A literal interpretation of the language of Article 118 does support the appellant’s argument. Furthermore, his culpability for murder cannot be premised on the theory of aiding and abetting Bean because he never admitted, and implicitly denied, having or sharing an intent to kill or inflict great bodily harm. See United States v. Jackson, 6 U.S.C.M.A. 193, 19 C.M.R. 319 (1955).
That interpretation would be anomalous, however. The intent to kill or inflict bodily harm is irrelevant to felony murder; the only criminal intent necessary is the intent to commit the underlying felony. See People v. Aaron, supra; see also United States v. Lucas, 24 C.M.R. 410 (ABR 1957). It seems unreasonable to conclude that Congress intended that when more than one person is engaged in the perpetration of an underlying felony, and a homicide occurs as a consequence, that only the person whose act or omission (which may be accidental) proximately caused the death may be held liable for it. In any event, the Court of Military Appeals’s holding in United States v. Borner, supra, precludes our acceptance of the appellant’s argument.
Borner involved three appellants who were convicted of rape and felony murder. One of them shot and killed a man who was trying to stop the rape. Which of the three had fired the fatal shot could not be determined. Nevertheless, and even though there was no showing of any intent to kill or inflict great bodily harm, the Court upheld the murder convictions of each appellant because each appellant was “guilty as a principal”. It is apparent from the facts of that case that the appellants were held to be principals as to the murder because they were principals as to the rape.
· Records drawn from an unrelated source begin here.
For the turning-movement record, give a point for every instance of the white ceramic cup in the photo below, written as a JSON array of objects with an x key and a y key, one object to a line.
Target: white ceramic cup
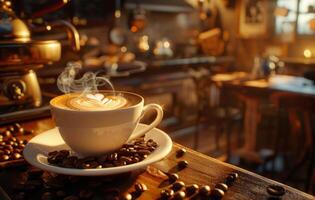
[{"x": 97, "y": 132}]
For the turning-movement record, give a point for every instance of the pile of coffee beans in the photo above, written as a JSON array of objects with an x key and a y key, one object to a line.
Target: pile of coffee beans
[
  {"x": 11, "y": 148},
  {"x": 132, "y": 152},
  {"x": 179, "y": 190},
  {"x": 139, "y": 188},
  {"x": 38, "y": 184}
]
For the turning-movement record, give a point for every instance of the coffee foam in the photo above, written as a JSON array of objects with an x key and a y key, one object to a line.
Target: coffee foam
[{"x": 94, "y": 102}]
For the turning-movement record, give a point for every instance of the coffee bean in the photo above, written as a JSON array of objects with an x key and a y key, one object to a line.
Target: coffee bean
[
  {"x": 20, "y": 131},
  {"x": 71, "y": 197},
  {"x": 275, "y": 190},
  {"x": 47, "y": 196},
  {"x": 173, "y": 177},
  {"x": 204, "y": 190},
  {"x": 166, "y": 194},
  {"x": 179, "y": 195},
  {"x": 4, "y": 158},
  {"x": 180, "y": 152},
  {"x": 178, "y": 185},
  {"x": 19, "y": 196},
  {"x": 192, "y": 189},
  {"x": 127, "y": 196},
  {"x": 8, "y": 147},
  {"x": 182, "y": 164},
  {"x": 235, "y": 175},
  {"x": 222, "y": 186},
  {"x": 217, "y": 193},
  {"x": 229, "y": 180},
  {"x": 28, "y": 132},
  {"x": 34, "y": 173},
  {"x": 102, "y": 159},
  {"x": 140, "y": 187}
]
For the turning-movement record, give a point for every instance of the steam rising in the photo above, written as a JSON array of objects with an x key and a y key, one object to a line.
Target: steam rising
[{"x": 88, "y": 83}]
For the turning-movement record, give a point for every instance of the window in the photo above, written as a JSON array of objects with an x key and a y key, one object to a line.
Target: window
[{"x": 306, "y": 12}]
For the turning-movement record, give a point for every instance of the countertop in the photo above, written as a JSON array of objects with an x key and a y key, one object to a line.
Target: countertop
[{"x": 201, "y": 170}]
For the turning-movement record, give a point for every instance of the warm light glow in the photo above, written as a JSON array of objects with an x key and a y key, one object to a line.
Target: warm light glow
[
  {"x": 134, "y": 29},
  {"x": 167, "y": 44},
  {"x": 307, "y": 53}
]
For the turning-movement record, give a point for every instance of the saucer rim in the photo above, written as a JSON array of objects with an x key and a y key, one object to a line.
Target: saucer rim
[{"x": 32, "y": 157}]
The appellant also argues that we should adopt his restrictive interpretation of Article 118 because “[t]he felony murder rule has come under increasing criticism in recent years.” He cites People v. Aaron, supra, a case in which the Supreme Court of Michigan extensively reviewed, and criticized, the felony murder doctrine. Among the criticisms are that a person can be branded and punished as a murderer even though he did not intend to kill, or inflict great bodily harm, or engage in an act inherently dangerous to others evincing a wanton disregard for human life; there is too little relationship between moral and legal responsibility; and the doctrine places too much emphasis on the retribution, rather than the reformation and deterrence, goals of criminal law. Regardless of the wisdom of the felony murder doctrine, we cannot change or ignore the Uniform Code of Military Justice as enacted by Congress and interpreted by the Court of Military Appeals.
Ill
One other matter, though not raised, merits a brief discussion. When the trial judge explained the elements of the offense to the appellant he fell into the trap laid by the confusing wording of the specification. According to the trial judge, the second element of the alleged murder offense was “that the death resulted from the act of the accused by means of giving Private Bean a knife to hold off Zysmann .... That part of the explanation was logically ludicrous, and legally wrong. The act of the appellant giving rise to his culpability for the murder was his engaging in the perpetration of a rape while a co-perpetrator of the rape, in order to prevent interference with the rape, beat and strangled Mr. Zysmann to death. While the trial judge’s explanation of the elements of the offense may have been somewhat confused and confusing, we are satisfied that the appellant sufficiently understood the essential elements of the offense of the felony murder to which he pleaded guilty.
The findings of guilty and the sentence are affirmed.